The current treatment of metastatic renal cell carcinoma (mRCC) revolves around targeted agents, which have resulted in a median overall survival of 22 to 26 months in registration trials. However, the outcomes in a non-trial, real-world Indian population have not yet been evaluated.

Materials and Methods:

The present study was a part of a prospective Clinical Trials Registry–India-registered study, the Kidney Cancer Registry, a prospectively maintained kidney cancer registry. The data of patients with a diagnosis of mRCC from February 2007 to August 2015 who were potential candidates for systemic therapy were extracted from the database and analyzed for treatment patterns and outcomes.
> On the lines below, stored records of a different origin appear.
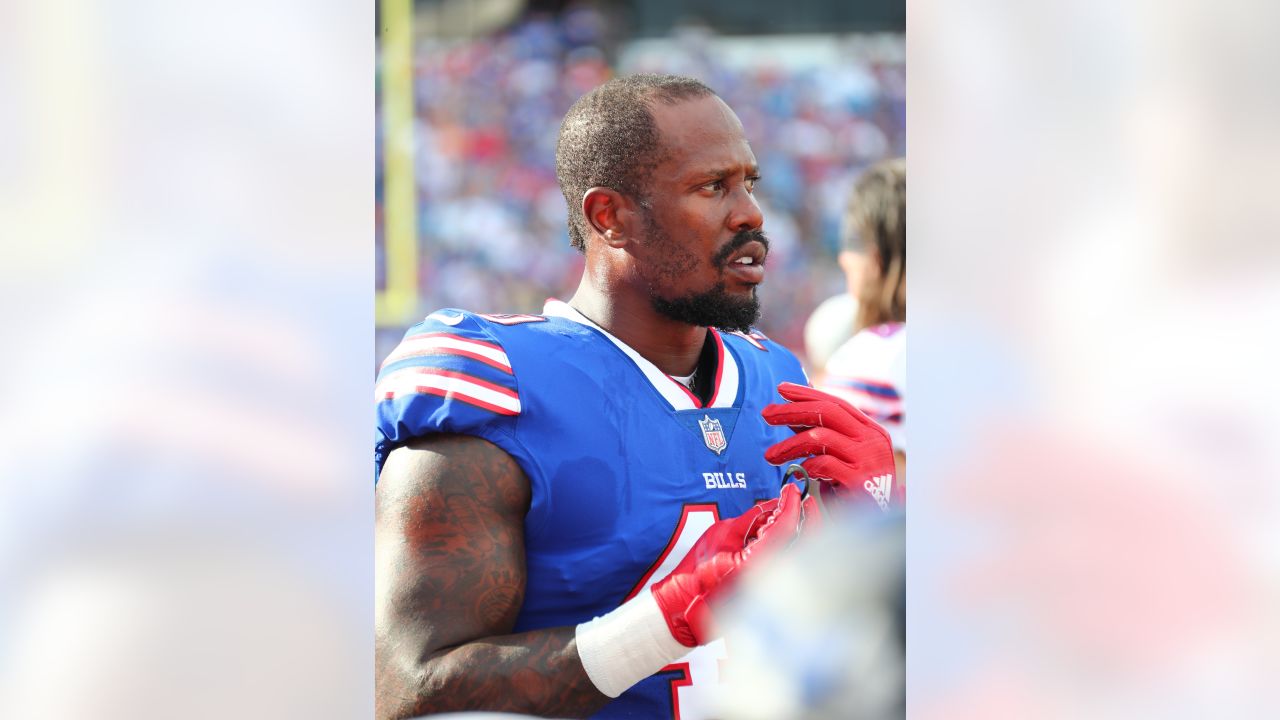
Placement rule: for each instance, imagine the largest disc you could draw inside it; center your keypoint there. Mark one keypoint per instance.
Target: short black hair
(609, 139)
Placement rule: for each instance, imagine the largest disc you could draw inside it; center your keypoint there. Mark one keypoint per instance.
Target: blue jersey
(626, 466)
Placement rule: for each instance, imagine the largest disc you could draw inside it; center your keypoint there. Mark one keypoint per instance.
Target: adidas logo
(880, 488)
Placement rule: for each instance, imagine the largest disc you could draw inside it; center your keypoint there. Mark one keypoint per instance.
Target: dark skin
(702, 195)
(451, 509)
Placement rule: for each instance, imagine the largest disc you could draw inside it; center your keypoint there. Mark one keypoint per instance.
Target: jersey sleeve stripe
(446, 343)
(449, 384)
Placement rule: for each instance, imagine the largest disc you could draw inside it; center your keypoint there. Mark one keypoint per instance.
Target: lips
(748, 263)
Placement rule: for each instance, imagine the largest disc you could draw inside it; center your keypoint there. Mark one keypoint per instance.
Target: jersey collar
(676, 395)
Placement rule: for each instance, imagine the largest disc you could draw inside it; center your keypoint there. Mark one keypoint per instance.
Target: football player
(562, 497)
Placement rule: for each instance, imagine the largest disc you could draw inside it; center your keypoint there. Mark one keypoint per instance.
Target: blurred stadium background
(470, 99)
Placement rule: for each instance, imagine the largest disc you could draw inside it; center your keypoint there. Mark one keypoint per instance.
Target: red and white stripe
(448, 343)
(448, 384)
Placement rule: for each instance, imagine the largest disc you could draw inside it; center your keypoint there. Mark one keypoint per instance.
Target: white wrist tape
(626, 646)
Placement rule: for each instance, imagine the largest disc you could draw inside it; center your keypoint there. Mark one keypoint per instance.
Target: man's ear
(608, 214)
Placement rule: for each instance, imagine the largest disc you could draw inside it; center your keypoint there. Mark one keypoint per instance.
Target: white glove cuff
(626, 646)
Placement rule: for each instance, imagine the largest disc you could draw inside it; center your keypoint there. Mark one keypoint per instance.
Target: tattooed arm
(449, 580)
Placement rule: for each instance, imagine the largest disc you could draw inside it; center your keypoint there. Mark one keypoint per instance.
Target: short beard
(712, 309)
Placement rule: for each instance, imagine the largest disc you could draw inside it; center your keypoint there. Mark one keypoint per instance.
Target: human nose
(745, 214)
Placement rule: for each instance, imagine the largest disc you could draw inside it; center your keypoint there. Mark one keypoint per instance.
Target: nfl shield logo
(713, 434)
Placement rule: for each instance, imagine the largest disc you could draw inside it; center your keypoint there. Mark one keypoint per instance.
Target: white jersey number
(695, 677)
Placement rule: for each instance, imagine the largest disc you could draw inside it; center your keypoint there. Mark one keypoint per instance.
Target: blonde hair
(876, 224)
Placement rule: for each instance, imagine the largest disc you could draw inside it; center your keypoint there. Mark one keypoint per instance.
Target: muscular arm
(449, 582)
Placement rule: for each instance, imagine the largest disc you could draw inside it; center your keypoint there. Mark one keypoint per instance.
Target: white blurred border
(1093, 306)
(186, 201)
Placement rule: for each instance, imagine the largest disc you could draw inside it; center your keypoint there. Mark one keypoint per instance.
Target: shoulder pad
(451, 363)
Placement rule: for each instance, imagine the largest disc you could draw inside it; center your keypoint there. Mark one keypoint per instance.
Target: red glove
(849, 451)
(717, 557)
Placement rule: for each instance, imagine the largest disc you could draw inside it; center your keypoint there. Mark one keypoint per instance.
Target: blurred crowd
(490, 217)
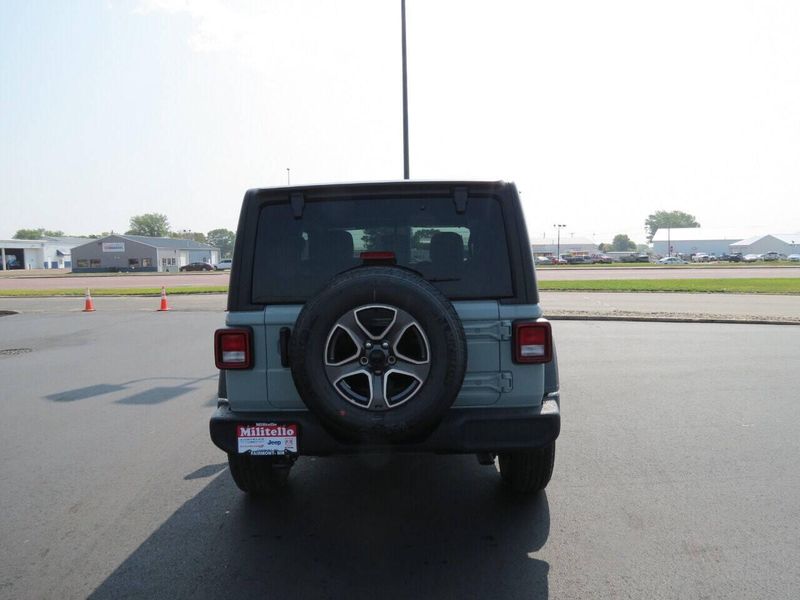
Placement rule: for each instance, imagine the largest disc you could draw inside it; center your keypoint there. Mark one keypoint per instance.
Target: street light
(405, 89)
(558, 227)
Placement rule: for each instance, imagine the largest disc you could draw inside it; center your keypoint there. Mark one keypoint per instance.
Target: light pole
(558, 227)
(405, 92)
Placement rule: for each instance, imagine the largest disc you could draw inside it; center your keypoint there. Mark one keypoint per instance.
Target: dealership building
(118, 252)
(693, 240)
(46, 253)
(785, 243)
(545, 246)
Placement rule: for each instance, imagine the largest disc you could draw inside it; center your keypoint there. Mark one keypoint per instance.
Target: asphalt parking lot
(676, 476)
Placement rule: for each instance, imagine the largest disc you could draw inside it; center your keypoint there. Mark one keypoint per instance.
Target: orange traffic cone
(88, 303)
(164, 305)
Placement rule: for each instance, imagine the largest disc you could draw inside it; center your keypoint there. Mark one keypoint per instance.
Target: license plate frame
(267, 439)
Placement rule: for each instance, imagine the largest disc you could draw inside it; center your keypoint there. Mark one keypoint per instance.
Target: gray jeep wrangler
(385, 318)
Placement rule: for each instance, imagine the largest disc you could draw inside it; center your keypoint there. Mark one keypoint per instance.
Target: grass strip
(171, 291)
(708, 286)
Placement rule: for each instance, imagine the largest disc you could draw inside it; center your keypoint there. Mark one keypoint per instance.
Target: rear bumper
(462, 431)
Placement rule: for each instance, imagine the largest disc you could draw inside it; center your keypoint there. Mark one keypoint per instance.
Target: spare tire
(379, 354)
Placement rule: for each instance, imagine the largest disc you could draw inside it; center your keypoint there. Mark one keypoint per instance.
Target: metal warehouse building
(47, 253)
(545, 246)
(140, 253)
(691, 240)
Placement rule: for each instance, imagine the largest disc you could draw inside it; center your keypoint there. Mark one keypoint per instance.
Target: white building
(691, 240)
(47, 253)
(785, 243)
(568, 245)
(118, 252)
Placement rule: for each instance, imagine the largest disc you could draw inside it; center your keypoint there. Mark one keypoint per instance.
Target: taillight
(533, 342)
(233, 348)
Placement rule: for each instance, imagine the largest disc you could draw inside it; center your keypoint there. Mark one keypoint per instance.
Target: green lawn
(716, 286)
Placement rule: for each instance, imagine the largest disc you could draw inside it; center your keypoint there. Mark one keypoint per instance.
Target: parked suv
(385, 318)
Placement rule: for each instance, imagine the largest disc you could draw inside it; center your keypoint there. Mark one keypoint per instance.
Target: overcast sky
(601, 112)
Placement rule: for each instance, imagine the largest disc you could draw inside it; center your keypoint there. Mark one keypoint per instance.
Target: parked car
(672, 260)
(580, 260)
(197, 267)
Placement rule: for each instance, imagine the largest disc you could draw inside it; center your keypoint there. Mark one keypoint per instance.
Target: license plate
(267, 438)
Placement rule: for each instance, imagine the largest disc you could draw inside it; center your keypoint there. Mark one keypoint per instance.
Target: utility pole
(405, 92)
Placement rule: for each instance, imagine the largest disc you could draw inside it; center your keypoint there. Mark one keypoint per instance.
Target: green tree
(661, 219)
(622, 243)
(36, 234)
(152, 224)
(224, 239)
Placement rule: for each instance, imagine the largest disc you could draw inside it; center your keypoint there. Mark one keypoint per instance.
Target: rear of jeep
(385, 318)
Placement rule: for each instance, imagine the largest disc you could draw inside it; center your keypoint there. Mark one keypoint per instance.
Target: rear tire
(258, 475)
(528, 471)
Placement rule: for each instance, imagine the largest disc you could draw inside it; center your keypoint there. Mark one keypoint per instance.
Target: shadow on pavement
(152, 395)
(348, 527)
(206, 471)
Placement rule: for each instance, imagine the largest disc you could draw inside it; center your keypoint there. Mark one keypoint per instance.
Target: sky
(601, 112)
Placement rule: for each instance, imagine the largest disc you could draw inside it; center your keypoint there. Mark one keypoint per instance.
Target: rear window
(464, 255)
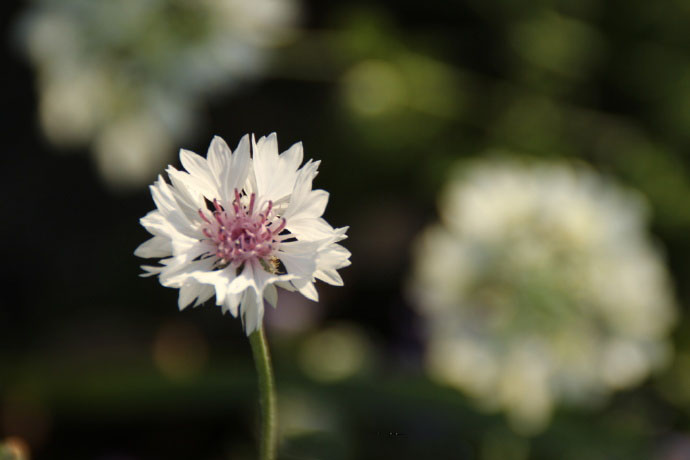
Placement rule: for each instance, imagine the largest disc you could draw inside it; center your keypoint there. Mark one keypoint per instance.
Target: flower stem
(267, 395)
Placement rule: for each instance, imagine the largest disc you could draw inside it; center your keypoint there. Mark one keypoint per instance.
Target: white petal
(307, 289)
(235, 173)
(232, 301)
(252, 311)
(271, 295)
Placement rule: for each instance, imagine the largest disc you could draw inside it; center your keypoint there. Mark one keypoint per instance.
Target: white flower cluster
(126, 77)
(540, 285)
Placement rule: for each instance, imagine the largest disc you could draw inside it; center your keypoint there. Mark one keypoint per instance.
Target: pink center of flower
(243, 232)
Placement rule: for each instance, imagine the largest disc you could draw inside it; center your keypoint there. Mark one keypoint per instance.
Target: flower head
(540, 286)
(236, 226)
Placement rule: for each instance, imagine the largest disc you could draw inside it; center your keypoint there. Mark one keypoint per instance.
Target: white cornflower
(541, 286)
(238, 226)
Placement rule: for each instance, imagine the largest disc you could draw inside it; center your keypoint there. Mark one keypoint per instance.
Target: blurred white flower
(540, 285)
(115, 63)
(238, 226)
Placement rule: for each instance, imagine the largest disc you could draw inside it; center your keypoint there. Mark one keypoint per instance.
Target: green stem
(267, 395)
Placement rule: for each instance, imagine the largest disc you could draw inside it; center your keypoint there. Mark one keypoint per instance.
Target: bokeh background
(403, 102)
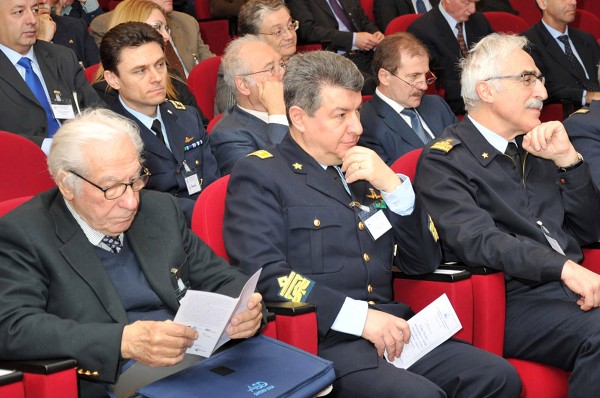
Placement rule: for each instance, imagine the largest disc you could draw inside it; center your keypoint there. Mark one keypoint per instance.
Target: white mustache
(534, 103)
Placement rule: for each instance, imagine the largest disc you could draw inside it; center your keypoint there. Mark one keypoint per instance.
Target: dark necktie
(35, 85)
(416, 124)
(113, 242)
(339, 12)
(460, 37)
(513, 151)
(576, 66)
(157, 128)
(173, 60)
(335, 173)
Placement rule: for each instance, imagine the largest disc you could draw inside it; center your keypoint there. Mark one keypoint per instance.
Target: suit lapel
(81, 256)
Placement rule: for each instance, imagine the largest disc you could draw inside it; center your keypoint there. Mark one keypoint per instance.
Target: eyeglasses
(160, 27)
(275, 70)
(292, 26)
(430, 77)
(527, 78)
(117, 190)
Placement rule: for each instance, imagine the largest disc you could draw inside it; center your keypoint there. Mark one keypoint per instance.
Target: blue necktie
(416, 125)
(35, 85)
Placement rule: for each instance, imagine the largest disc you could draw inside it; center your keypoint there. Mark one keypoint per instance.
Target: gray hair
(92, 126)
(253, 12)
(233, 63)
(307, 73)
(485, 60)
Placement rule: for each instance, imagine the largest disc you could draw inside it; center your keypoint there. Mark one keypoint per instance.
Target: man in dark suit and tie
(94, 269)
(176, 147)
(343, 26)
(252, 69)
(567, 57)
(386, 10)
(41, 83)
(400, 117)
(449, 30)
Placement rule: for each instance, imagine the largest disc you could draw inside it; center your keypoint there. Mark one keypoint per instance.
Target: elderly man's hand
(386, 332)
(246, 324)
(156, 343)
(360, 163)
(550, 141)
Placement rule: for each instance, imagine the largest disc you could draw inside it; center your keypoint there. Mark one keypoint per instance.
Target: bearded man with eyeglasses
(508, 192)
(400, 117)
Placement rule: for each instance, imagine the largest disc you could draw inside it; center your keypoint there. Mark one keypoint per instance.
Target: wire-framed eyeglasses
(430, 78)
(117, 190)
(292, 26)
(275, 70)
(527, 78)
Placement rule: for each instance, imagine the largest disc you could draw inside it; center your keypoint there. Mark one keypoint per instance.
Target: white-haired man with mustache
(524, 211)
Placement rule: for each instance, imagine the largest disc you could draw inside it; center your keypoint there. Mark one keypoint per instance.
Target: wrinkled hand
(156, 343)
(367, 41)
(583, 282)
(360, 163)
(270, 94)
(550, 141)
(386, 332)
(246, 324)
(46, 27)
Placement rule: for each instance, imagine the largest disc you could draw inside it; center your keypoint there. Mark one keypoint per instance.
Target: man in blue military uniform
(176, 148)
(327, 238)
(509, 193)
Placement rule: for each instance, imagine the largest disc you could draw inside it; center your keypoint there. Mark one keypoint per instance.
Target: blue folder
(256, 367)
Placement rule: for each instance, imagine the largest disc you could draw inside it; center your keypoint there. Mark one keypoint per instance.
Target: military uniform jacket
(487, 214)
(58, 301)
(21, 112)
(184, 129)
(286, 214)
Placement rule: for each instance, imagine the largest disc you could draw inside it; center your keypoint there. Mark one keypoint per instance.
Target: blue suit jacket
(239, 133)
(183, 127)
(561, 81)
(433, 30)
(584, 132)
(390, 136)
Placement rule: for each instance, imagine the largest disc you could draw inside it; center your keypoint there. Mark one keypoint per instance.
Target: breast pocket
(314, 239)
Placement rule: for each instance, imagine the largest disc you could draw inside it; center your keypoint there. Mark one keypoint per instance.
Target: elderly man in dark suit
(41, 83)
(343, 26)
(301, 211)
(400, 117)
(252, 70)
(449, 30)
(386, 10)
(566, 56)
(95, 268)
(176, 147)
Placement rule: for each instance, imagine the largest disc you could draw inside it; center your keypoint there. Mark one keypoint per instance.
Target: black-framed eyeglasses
(527, 78)
(292, 26)
(117, 190)
(160, 27)
(275, 70)
(430, 78)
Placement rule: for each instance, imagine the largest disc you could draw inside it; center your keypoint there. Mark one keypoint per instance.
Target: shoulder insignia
(295, 287)
(445, 146)
(177, 104)
(261, 153)
(580, 111)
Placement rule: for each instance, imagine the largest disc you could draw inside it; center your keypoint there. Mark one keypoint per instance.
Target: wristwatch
(573, 165)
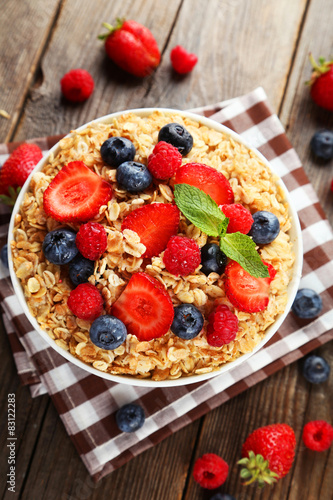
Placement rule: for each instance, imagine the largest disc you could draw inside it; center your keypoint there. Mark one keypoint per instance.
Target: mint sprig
(200, 209)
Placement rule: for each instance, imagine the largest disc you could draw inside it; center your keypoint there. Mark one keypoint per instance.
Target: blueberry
(59, 246)
(187, 322)
(178, 136)
(133, 176)
(316, 369)
(265, 227)
(307, 304)
(322, 144)
(116, 150)
(108, 332)
(130, 417)
(80, 269)
(213, 260)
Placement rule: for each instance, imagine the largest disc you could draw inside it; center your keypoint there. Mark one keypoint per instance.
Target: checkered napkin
(87, 404)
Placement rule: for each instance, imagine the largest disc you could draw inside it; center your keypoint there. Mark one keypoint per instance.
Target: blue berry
(213, 260)
(316, 369)
(59, 246)
(307, 304)
(187, 322)
(80, 269)
(178, 136)
(265, 227)
(133, 176)
(130, 417)
(322, 145)
(116, 150)
(108, 332)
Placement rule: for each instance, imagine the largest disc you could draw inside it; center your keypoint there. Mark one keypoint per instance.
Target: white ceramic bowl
(295, 234)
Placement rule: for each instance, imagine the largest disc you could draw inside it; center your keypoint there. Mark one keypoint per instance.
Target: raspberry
(210, 471)
(222, 326)
(240, 218)
(164, 161)
(85, 302)
(182, 256)
(77, 85)
(318, 435)
(91, 240)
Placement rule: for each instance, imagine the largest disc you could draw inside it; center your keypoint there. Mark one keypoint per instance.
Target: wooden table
(241, 44)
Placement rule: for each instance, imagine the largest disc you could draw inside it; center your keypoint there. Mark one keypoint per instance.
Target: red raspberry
(77, 85)
(182, 256)
(164, 161)
(85, 302)
(210, 471)
(222, 326)
(241, 219)
(181, 60)
(318, 435)
(91, 240)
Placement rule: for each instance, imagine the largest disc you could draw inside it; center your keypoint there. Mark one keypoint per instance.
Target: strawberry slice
(145, 307)
(155, 224)
(208, 180)
(76, 194)
(244, 291)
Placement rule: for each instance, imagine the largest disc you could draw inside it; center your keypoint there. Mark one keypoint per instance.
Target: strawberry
(208, 180)
(132, 47)
(145, 307)
(244, 291)
(155, 224)
(16, 170)
(76, 194)
(268, 454)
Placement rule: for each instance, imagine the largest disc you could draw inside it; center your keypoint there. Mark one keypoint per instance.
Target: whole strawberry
(132, 47)
(268, 454)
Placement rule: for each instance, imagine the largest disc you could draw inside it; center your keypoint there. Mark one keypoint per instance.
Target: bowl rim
(294, 232)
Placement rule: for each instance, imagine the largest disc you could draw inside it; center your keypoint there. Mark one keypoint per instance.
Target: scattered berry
(155, 224)
(181, 60)
(59, 246)
(77, 85)
(145, 307)
(307, 304)
(187, 322)
(210, 471)
(164, 161)
(209, 180)
(91, 240)
(85, 302)
(316, 369)
(108, 332)
(130, 418)
(318, 435)
(76, 194)
(133, 176)
(117, 150)
(132, 47)
(178, 136)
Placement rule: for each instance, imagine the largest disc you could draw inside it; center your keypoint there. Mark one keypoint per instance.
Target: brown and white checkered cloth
(87, 404)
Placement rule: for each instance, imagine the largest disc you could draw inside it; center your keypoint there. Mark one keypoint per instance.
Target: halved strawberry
(155, 224)
(208, 180)
(76, 194)
(244, 291)
(145, 307)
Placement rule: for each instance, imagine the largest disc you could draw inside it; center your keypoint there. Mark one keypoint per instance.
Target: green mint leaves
(200, 209)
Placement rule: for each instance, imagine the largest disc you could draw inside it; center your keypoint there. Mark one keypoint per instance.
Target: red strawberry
(208, 180)
(244, 291)
(276, 444)
(132, 47)
(76, 194)
(144, 307)
(155, 224)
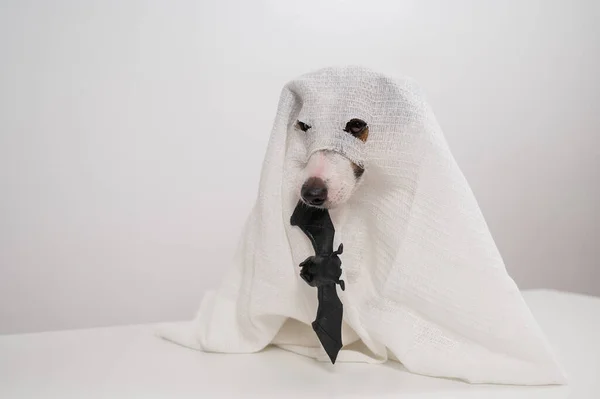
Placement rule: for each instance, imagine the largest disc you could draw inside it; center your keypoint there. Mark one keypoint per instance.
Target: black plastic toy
(323, 270)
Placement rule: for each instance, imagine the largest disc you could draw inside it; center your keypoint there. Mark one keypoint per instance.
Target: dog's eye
(302, 126)
(355, 126)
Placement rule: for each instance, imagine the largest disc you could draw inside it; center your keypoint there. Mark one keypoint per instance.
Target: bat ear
(306, 261)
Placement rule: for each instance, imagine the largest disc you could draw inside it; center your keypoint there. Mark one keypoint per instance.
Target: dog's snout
(314, 191)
The data from 212 patients were eligible for analysis. Of these 212 patients, 204 (96.2%) received first-line systemic treatment with sunitinib (40.6%), sorafenib (37.7%), pazopanib (2.8%), temsirolimus (2.8%), or everolimus (1.9%). The risk status of 91% of the patients could be stratified using the Heng criteria into favorable (18.9%), intermediate (43.9%), and poor risk (28.3%) categories. The response rate, clinical benefit rate, median progression-free survival, and median overall survival with first-line targeted therapy were 22.5%, 60.7%, 7.09 months, and 12.87 months, respectively. The common adverse events seen included skin rash (31.7%), hypertension (29.4%), grade 3 hand-foot syndrome (27.4%), mucositis (26.4%), dyslipidemia (20%), and hyperglycemia (17.6%). Patients receiving second-line therapy (22.6%) had superior overall survival to patients who had not (16.46 vs. 10.67 months; P = .032).


The present registry-based study is the first, to the best of our knowledge, of its type from India and showed that the overall outcomes in this real-world cohort appear comparable to non-trial data worldwide. An increased incidence of metabolic adverse events that require monitoring during treatment was also found.